"Derrick Stolee via GitGitGadget" <gitgitgadget@xxxxxxxxx> writes:
> From: Derrick Stolee <derrickstolee@xxxxxxxxxx>
>
> There are many reasons why discovering a Git directory may fail. In
> particular, 8959555cee7 (setup_git_directory(): add an owner check for
> the top-level directory, 2022-03-02) added ownership checks as a
> security precaution.
>
> Callers attempting to set up a Git directory may want to inform the user
> about the reason for the failure. For that, expose the enum
> discovery_result from within setup.c and into cache.h where
> discover_git_directory() is defined.
>
> I initially wanted to change the return type of discover_git_directory()

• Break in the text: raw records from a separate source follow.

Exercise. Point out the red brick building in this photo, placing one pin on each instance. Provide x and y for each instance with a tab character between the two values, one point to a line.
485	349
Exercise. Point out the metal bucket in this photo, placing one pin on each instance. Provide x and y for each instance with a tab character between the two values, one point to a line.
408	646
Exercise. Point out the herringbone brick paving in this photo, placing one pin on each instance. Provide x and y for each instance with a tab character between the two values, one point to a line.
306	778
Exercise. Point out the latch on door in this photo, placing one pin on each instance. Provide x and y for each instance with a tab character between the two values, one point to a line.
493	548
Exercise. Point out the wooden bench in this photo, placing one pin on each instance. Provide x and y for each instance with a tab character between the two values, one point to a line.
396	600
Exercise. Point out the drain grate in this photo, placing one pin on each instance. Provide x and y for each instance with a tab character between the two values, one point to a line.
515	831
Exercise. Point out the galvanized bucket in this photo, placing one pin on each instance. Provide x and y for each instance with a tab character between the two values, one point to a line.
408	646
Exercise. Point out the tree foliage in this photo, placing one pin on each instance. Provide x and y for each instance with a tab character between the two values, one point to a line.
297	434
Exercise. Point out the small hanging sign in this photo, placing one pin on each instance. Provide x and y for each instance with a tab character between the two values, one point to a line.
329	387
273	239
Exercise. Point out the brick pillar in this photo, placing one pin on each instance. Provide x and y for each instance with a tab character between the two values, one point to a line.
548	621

> to be this enum, but several callers rely upon the "zero means success".
> The two problems with this are:
>
> 1. The zero value of the enum is actually GIT_DIR_NONE, so nonpositive
> results are errors.
>
> 2. There are multiple successful states; positive results are
> successful.
>
> It is worth noting that GIT_DIR_NONE is not returned, so we remove this
> option from the enum. We must be careful to keep the successful reasons
> as positive values, so they are given explicit positive values.
> Further, a use in scalar.c was previously impossible, so it is removed.
>
> Instead of updating all callers immediately, add a new method,
> discover_git_directory_reason(), and convert discover_git_directory() to
> be a thin shim on top of it.
>
> One thing that is important to note is that discover_git_directory()
> previously returned -1 on error, so let's continue that into the future.
> There is only one caller (in scalar.c) that depends on that signedness
> instead of a non-zero check, so clean that up, too.
>
> Because there are extra checks that discover_git_directory_reason() does
> after setup_git_directory_gently_1(), there are other modes that can be
> returned for failure states. Add these modes to the enum, but be sure to
> explicitly add them as BUG() states in the switch of
> setup_git_directory_gently().
>
> Signed-off-by: Derrick Stolee <derrickstolee@xxxxxxxxxx>
> ---
> scalar.c | 3 ---
> setup.c | 34 ++++++++++++----------------------
> setup.h | 35 ++++++++++++++++++++++++++++++++---
> 3 files changed, 44 insertions(+), 28 deletions(-)
>
> diff --git a/scalar.c b/scalar.c
> index 938bb73f3ce..02a38e845e1 100644
> --- a/scalar.c
> +++ b/scalar.c
> @@ -686,9 +686,6 @@ static int cmd_reconfigure(int argc, const char **argv)
> warning(_("removing stale scalar.repo '%s'"),
> dir);
> strbuf_release(&buf);
> - } else if (discover_git_directory(&commondir, &gitdir) < 0) {
> - warning_errno(_("git repository gone in '%s'"), dir);
> - res = -1;
> } else {
> git_config_clear();
>
In the original before this series, and also after applying [PATCH
3/3], the reconfiguration is a three-step process:
- what if we cannot go to that directory?
- what if the directory is not a usable repository?
- now we are in a usable repository, let's reconfigure.
and this seems to lose the second step tentatively? It is
resurrected in a more enhanced form in [PATCH 3/3] so it may not be
a huge deal, but it looks like it is not intended lossage.